三木の携帯が鳴り、彼は不安げにその電話に出た。敬語で話しているから、時間的にも場所的にも相手は多分田中なのだろう。うなずきながらしばらく話した後で、せわしげに三木は席から立ち上がった。
「どうしたの?」須藤が思わず訪ねた。
「ちょっと今度の出張のフライトの関係で・・・部屋に帰って、調べ物をしなくちゃならないんで帰ります。

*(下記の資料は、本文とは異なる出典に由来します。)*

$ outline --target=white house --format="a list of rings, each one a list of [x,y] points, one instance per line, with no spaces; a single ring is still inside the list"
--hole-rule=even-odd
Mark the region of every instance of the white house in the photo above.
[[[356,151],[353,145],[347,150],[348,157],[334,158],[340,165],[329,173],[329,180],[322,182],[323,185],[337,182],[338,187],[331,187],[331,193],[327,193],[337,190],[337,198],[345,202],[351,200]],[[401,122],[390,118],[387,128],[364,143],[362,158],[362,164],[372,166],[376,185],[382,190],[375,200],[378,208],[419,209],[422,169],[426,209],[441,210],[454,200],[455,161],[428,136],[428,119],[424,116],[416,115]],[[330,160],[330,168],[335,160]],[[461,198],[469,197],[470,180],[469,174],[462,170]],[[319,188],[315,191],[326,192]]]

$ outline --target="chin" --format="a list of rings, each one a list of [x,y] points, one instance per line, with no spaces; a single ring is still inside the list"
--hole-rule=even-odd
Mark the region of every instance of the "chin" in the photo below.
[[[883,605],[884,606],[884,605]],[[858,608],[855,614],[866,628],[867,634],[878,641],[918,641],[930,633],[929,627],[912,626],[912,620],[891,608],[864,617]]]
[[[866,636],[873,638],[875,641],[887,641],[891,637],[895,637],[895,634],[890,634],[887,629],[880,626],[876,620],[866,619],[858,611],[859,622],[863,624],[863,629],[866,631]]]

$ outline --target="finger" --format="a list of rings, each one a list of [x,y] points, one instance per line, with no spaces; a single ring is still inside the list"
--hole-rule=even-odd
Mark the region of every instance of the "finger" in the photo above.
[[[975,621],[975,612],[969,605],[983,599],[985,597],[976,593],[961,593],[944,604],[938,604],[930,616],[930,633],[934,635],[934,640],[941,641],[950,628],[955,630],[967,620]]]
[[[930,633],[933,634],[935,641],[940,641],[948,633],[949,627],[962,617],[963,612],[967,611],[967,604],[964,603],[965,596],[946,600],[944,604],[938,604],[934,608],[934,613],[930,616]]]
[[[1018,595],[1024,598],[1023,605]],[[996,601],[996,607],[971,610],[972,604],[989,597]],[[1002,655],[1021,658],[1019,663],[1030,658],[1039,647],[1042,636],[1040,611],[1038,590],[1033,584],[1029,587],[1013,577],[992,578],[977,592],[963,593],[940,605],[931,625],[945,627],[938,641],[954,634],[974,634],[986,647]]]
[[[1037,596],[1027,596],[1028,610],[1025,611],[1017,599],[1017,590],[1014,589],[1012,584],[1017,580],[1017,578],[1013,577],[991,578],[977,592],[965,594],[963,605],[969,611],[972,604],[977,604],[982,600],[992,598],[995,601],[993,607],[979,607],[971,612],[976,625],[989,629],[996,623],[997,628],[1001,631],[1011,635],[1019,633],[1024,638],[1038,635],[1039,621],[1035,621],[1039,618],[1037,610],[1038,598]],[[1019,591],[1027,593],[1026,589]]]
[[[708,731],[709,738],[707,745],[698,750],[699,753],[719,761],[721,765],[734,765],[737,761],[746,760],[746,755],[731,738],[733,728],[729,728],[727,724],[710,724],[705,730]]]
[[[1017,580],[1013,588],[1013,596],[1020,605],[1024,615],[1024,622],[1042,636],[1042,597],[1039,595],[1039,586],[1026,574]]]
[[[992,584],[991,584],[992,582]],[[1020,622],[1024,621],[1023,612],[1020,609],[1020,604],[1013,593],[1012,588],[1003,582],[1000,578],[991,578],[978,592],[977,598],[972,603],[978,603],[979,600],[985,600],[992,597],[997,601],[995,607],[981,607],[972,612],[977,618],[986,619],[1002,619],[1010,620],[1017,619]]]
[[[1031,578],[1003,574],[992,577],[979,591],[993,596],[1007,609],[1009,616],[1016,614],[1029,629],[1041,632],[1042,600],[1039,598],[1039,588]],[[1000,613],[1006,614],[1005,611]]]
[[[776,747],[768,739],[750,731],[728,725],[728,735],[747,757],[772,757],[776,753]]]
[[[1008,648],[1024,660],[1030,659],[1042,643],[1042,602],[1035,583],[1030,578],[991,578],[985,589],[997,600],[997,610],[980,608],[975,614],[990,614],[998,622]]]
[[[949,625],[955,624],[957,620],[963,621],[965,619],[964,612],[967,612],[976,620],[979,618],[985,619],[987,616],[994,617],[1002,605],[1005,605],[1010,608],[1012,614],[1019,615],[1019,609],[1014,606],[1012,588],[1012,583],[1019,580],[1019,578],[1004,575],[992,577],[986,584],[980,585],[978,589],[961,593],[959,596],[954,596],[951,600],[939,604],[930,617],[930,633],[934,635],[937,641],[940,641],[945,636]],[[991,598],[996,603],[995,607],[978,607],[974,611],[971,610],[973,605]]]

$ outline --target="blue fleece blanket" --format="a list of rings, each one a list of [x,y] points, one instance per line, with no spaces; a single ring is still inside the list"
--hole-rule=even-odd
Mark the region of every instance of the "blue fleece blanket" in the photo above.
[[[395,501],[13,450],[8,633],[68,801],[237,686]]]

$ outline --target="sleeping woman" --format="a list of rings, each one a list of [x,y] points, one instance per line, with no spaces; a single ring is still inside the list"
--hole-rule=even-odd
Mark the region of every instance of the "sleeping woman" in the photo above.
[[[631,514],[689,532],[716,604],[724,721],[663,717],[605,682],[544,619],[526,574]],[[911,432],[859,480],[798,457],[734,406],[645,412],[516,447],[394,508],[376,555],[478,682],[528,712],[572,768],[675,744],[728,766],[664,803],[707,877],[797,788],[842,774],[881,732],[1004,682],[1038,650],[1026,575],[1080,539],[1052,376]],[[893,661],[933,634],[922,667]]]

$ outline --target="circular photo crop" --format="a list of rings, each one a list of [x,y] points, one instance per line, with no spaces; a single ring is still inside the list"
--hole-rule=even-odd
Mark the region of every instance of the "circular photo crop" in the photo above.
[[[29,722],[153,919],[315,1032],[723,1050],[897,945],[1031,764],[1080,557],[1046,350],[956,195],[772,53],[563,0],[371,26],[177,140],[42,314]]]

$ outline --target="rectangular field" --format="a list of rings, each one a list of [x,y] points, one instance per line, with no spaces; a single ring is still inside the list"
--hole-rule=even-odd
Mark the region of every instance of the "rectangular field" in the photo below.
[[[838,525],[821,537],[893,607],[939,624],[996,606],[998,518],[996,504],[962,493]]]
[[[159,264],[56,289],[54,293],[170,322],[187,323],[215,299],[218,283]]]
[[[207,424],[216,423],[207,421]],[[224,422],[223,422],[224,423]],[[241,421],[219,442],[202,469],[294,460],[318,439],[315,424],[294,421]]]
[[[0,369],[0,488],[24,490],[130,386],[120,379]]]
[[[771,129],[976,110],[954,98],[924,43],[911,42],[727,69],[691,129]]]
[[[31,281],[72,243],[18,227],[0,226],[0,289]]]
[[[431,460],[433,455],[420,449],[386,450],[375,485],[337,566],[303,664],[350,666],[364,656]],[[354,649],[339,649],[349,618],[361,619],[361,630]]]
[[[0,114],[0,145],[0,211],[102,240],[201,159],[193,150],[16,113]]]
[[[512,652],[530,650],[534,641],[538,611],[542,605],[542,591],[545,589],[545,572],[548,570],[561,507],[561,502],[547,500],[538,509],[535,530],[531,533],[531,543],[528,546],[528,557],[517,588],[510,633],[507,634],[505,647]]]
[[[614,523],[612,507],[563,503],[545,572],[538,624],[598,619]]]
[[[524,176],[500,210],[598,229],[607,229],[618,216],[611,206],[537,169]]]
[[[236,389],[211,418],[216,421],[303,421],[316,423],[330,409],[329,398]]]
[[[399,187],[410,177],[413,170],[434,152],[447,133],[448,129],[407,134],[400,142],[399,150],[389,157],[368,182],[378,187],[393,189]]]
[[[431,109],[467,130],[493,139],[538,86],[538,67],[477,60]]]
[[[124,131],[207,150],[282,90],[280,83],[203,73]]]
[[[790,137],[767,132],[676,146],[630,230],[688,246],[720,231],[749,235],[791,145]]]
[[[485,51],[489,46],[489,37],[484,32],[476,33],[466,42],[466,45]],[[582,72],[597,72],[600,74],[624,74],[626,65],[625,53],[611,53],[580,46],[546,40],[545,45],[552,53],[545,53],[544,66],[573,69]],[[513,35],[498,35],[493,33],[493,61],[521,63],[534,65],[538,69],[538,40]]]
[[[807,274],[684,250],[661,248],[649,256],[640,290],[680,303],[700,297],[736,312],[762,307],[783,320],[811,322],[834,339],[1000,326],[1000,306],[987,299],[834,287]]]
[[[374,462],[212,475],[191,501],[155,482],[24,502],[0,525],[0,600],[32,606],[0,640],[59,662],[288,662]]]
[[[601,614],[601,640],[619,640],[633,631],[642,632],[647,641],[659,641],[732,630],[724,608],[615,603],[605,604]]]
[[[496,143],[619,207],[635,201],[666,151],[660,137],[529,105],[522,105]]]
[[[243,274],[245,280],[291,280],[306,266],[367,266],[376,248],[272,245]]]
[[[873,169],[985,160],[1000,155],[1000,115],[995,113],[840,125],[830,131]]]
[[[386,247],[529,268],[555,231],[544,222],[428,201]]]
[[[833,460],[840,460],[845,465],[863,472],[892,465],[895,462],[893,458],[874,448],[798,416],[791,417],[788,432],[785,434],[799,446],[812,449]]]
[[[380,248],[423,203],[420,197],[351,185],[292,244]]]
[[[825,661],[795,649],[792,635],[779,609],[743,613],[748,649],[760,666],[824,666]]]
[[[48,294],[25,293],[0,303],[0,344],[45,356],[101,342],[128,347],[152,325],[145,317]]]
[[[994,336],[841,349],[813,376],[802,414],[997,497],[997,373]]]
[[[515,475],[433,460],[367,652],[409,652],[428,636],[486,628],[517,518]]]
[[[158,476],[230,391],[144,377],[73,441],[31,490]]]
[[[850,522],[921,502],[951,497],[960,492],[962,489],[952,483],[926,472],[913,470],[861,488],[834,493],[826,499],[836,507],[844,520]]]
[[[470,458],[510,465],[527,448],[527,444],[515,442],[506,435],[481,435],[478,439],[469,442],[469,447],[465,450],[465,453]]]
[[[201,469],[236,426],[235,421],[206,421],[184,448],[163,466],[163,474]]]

」
「え、今から?そんなの明日でいいんじゃないのかなあ。」
有馬は思わず須藤と目を合わせ、生真面目な三木の態度に半ば呆れ顔だった。
「いや、明日からネットが使えないところに行くんで、ベトナムにいるうちに調べておかないと、もうミャンマーに着くまで何も出来ないので。ちょっと先に帰りますね。申し訳ないです。」
「ああそうなんだ。気をつけてホテルに帰って下さいね。明日もあるから、あまり夜更かししないで寝た方がいいですよ。」
「はい、では帰ります。」
そそくさと三木はバーを後にした。ピアノを弾く有馬の横を小走りで通り過ぎる三木を眺めながら、「真面目な人なんだなあ、三木さんは。」と、有馬は思わず嘆息するのだった。ホテルのドアが開いて、三木の大きい背中は不安げに闇に揺れながら消えていく。そのあと、須藤と有馬は少しだけバーに居て、次の日に移動するラオスのことを考えながらそこを後にした。


しかし神ならぬ身の有馬にとって、まさかまたそのバーに戻ってくるとも、またそれが三木の最後の姿になろうとはとても思えなかったのだった。